Guide To Tracking Web Leads

Convert Website Visitors Into Qualified Leads

Since most organizations begin their software research on the Web, online campaigns targeting these prospects should be a vital component of any lead generation plan. Pay-Per-Click allows you to pay only for those people who see your ad AND click on it to view your website.

Not all web visitors are good prospects, so a successful website must be able to entice those who are to supply their contact details and thereby convert to leads. Obtaining this information and immediately following up with the prospect allows you to maximize your marketing dollars.

Here are some basic steps you can follow to monitor the effectiveness of web advertising campaigns and convert web visitors to qualified leads.


Step 1 - Collect Email Addresses for Your Web Visitors

Generally, your web visitors will not reveal their contact information unless you entice them with a free offer such as a white paper, seminar, consultation or product trial. Highlight a consistent direct call to action with an associated reward on every page of your website. When a visitor clicks on the offer, require them to complete a brief online form that requests their name, company, email address, phone number and little else. The more elaborate the form, the more likely you are to lose the visitor. Avoid a field that asks visitors where they found your site, since tagged URLs and cookies can provide that information.


Step 2 - Use Tagged URLs and Cookies

Web analytic tools are great for monitoring your website traffic, but their success rate for identifying the referring website for all of your visitors is often less than 90%. Therefore, your paid campaigns should include a tag on the end of the referring URL. For your Capterra campaign, the link would look something like www.company.com?source=Capterra. This allows your site to automatically identify the visitor as coming from Capterra. Combined with tagged URLs, you can also assign a cookie that will save the referral information as the visitor navigates throughout your website. When the visitor submits contact details via your online form, that cookie can report the referring campaign.


Step 3 (optional) - Consider Customized Phone Number and Email Addresses

After optimizing your website to encourage visitors to provide contact information via an online form, you will probably find that this becomes the preferred method of initial contact for most leads. However, if you still find that many of your leads prefer to call or email you, consider using customized phone numbers and email addresses.

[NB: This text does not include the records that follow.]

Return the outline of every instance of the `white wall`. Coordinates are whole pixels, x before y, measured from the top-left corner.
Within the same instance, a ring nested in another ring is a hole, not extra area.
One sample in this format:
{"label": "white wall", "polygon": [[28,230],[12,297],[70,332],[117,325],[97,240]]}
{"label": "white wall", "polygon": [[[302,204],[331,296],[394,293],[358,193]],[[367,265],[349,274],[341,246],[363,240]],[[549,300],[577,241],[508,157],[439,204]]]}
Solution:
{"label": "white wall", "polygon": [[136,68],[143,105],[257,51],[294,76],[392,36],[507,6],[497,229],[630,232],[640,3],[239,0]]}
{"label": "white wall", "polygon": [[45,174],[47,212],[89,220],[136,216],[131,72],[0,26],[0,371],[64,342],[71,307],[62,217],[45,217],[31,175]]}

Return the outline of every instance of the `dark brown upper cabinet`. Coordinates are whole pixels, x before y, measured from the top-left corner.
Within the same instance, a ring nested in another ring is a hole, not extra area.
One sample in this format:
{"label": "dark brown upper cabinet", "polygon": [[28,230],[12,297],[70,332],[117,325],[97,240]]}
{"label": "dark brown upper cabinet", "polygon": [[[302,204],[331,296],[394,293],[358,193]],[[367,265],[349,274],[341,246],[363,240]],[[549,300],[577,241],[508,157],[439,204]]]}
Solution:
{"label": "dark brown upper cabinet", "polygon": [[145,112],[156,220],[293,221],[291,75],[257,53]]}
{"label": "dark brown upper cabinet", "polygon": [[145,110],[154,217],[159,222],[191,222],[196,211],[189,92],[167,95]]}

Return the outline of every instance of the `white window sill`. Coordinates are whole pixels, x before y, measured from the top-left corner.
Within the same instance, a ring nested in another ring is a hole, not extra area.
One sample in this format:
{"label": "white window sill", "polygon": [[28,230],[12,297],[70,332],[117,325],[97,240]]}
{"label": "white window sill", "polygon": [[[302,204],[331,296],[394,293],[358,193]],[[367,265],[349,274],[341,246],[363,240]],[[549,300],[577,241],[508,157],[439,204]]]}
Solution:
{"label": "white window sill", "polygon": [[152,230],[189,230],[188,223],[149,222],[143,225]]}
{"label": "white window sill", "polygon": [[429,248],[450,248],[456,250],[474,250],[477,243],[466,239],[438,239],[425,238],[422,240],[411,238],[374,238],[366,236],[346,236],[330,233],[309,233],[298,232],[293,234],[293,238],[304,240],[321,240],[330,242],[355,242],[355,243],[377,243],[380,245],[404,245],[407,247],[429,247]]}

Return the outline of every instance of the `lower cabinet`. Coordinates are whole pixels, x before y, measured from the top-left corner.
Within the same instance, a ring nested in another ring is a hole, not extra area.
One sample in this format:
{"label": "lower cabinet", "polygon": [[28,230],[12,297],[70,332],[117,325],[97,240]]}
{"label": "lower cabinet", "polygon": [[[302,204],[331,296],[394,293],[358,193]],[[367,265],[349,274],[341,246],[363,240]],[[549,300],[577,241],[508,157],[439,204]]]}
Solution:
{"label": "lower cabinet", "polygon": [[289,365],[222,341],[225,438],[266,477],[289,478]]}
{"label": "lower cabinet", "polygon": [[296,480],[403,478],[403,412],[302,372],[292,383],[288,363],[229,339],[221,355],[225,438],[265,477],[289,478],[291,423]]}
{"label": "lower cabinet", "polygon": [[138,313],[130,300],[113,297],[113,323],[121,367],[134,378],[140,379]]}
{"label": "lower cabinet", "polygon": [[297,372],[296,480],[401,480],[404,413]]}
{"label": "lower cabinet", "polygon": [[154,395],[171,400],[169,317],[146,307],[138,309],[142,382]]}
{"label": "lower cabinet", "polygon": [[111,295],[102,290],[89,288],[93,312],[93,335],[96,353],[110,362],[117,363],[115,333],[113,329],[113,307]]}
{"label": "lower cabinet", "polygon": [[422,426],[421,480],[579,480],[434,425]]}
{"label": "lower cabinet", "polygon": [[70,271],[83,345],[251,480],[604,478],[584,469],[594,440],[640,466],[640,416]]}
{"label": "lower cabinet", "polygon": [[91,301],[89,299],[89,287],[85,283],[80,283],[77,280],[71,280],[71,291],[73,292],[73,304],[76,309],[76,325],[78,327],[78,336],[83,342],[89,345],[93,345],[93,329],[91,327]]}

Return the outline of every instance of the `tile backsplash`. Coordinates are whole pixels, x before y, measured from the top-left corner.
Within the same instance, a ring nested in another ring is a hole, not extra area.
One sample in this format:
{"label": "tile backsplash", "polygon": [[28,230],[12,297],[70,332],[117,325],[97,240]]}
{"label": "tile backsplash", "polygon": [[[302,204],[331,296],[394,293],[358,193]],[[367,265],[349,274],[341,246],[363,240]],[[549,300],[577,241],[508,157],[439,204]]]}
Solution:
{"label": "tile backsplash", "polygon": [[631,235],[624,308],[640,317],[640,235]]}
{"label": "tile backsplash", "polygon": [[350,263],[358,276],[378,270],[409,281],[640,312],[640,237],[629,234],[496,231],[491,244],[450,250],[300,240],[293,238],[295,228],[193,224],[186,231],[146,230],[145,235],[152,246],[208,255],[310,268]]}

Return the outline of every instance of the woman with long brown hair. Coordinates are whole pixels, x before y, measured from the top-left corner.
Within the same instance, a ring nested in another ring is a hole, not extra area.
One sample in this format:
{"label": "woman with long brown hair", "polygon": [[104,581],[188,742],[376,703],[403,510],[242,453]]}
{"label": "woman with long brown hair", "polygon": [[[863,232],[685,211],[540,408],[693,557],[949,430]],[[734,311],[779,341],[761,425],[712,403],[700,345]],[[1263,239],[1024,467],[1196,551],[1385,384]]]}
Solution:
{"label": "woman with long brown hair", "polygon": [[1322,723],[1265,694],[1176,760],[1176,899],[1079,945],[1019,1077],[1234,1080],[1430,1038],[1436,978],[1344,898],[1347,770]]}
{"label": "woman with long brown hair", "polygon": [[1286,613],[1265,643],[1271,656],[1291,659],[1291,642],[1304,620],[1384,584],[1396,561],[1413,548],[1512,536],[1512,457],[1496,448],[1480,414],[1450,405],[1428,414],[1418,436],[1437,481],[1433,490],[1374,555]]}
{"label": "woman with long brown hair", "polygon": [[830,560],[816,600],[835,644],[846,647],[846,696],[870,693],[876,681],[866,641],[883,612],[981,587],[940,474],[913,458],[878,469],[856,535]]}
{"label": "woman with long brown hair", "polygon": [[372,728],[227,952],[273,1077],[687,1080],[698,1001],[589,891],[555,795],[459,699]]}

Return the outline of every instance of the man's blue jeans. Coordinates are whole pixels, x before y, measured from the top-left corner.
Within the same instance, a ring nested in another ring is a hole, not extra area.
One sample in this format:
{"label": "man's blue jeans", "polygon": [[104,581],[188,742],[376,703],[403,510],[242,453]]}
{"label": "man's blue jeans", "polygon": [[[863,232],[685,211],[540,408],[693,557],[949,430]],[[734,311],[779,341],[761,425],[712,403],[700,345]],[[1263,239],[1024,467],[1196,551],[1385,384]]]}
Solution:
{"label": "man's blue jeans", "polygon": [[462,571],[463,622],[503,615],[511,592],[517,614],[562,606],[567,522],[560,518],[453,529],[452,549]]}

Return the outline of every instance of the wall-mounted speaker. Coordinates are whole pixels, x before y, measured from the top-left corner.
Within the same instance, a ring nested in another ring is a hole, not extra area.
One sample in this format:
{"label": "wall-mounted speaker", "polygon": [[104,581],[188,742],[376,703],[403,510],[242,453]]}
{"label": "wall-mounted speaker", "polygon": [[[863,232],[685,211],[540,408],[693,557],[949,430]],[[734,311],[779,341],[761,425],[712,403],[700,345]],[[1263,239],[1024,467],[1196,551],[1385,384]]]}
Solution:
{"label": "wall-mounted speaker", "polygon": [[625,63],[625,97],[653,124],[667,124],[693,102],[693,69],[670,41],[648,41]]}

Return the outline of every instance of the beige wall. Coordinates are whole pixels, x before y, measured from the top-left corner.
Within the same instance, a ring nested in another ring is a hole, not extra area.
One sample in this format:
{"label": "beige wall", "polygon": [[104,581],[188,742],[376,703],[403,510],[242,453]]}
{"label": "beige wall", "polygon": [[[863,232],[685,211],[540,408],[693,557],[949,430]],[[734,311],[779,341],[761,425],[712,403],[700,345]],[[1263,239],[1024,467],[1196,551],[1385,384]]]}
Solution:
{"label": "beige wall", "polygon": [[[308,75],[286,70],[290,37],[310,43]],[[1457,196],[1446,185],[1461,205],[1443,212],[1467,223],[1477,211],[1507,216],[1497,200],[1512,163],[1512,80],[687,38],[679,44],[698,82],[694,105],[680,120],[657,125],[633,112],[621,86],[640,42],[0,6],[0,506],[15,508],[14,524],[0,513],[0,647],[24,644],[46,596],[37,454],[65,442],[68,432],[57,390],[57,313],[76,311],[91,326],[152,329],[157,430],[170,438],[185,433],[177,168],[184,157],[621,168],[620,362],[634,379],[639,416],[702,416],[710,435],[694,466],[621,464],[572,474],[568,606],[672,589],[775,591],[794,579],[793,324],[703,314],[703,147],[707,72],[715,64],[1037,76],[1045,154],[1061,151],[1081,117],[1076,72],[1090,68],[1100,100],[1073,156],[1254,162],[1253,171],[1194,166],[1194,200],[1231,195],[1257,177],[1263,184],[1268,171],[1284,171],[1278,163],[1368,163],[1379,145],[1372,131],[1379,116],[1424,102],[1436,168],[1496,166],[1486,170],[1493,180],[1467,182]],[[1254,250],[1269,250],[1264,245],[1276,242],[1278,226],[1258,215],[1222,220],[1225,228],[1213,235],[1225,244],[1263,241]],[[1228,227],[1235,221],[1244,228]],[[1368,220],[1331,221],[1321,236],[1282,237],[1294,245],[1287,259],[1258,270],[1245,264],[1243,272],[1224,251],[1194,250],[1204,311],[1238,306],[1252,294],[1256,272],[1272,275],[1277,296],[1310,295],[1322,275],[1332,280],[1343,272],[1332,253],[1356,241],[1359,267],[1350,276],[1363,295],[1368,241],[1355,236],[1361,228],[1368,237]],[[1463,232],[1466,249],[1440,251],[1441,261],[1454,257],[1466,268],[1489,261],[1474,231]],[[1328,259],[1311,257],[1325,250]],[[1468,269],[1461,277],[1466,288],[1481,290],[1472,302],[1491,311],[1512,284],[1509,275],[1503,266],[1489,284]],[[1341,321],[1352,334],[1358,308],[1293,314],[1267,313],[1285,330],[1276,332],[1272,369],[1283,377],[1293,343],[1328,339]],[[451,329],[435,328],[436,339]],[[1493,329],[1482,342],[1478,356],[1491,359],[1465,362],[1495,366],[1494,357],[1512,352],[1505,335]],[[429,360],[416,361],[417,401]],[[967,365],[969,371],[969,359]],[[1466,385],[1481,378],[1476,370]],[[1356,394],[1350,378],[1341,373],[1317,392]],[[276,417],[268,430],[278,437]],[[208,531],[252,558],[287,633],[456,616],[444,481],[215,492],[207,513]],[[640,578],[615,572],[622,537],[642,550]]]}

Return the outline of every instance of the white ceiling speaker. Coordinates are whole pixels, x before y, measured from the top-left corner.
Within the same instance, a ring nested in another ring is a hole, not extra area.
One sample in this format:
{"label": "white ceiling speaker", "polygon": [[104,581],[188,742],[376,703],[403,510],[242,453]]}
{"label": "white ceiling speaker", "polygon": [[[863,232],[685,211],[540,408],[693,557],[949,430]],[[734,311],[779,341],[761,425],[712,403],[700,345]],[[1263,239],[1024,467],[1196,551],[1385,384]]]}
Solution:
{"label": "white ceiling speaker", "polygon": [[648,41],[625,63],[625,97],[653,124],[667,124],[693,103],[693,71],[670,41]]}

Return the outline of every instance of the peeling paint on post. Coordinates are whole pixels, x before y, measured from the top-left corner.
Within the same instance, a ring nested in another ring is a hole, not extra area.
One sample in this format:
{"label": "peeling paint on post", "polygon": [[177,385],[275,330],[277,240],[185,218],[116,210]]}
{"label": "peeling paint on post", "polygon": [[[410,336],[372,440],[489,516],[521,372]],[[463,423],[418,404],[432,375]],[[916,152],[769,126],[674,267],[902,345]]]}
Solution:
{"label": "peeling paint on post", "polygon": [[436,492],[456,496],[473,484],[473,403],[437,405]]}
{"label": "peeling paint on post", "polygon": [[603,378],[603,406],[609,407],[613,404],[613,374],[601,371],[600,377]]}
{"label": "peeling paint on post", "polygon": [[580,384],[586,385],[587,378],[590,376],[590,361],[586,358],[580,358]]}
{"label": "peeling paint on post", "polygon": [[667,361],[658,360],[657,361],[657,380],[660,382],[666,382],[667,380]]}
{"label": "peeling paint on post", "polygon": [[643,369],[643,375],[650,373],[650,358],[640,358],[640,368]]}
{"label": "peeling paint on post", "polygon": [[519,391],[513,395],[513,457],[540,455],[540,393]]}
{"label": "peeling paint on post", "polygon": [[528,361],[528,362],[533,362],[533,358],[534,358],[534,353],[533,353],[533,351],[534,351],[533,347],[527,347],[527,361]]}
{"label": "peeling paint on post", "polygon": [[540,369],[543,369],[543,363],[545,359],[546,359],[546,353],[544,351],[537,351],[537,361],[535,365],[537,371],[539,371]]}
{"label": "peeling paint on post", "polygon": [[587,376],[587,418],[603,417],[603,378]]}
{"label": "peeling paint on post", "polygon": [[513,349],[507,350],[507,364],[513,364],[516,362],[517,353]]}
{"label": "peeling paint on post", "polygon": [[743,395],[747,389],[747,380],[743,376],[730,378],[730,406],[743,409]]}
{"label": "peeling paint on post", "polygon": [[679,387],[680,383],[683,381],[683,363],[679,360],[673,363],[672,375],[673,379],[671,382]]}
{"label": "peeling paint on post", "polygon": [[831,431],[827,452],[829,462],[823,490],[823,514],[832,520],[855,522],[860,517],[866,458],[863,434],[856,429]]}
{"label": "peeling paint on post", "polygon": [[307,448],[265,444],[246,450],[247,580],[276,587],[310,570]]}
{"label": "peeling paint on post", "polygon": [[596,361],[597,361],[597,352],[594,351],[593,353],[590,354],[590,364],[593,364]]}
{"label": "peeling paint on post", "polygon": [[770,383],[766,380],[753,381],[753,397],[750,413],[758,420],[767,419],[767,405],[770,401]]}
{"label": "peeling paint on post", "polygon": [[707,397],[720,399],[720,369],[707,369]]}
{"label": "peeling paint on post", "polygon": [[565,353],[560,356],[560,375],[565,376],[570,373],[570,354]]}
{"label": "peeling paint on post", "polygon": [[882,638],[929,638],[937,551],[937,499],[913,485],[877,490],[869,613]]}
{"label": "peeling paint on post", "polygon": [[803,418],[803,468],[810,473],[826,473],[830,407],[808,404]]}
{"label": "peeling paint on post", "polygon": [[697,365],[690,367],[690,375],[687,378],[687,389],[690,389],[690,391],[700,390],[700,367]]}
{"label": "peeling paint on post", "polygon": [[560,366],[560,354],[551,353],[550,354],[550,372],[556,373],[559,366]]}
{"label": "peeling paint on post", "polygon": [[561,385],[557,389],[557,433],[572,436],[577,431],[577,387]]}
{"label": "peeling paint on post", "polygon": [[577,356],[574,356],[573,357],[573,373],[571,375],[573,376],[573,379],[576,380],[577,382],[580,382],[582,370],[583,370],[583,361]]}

Instead of displaying static company contact information on your Contact Us page, you can have it change according to the referring campaign identified by the cookies (see Step 2). Why shouldn't you just rely on your salespeople to ask "how did you hear about us"? Research has found that most prospects forget what resource they used to find you and that their responses are highly unreliable.


Step 4 - Cultivate Your Leads

Not every inquiry that you receive is ready to make an immediate purchase. Since your sales department is focused on the most qualified leads, your marketing department should engage in campaigns to maintain contact with the prospects and provide all of the necessary information - success stories, case studies, white papers, etc - to convert them to a more qualified leads.

Once you implement each of these steps in your sales and marketing practices, you will be positioned to provide key metrics such as conversion rate, cost per lead and cost per sale - all of which can be calculated at the campaign level. This will allow you to determine which of your campaigns are worth expanding and which ones should be shelved.

Note: The leads that Capterra occasionally emails to software vendors are generated when Capterra users submit their software needs via our RFI (Request for Information) form. We provide these leads as a free bonus with our Pay-Per-Click program for two reasons. First, they represent less than 1% of our visitors. Second, they are often not as targeted as the clicks that you receive, since RFI submitters may not have read your software description. Software vendors who track their clicks unanimously report that the vast majority of their leads AND their highest quality leads are from clicks, not RFIs.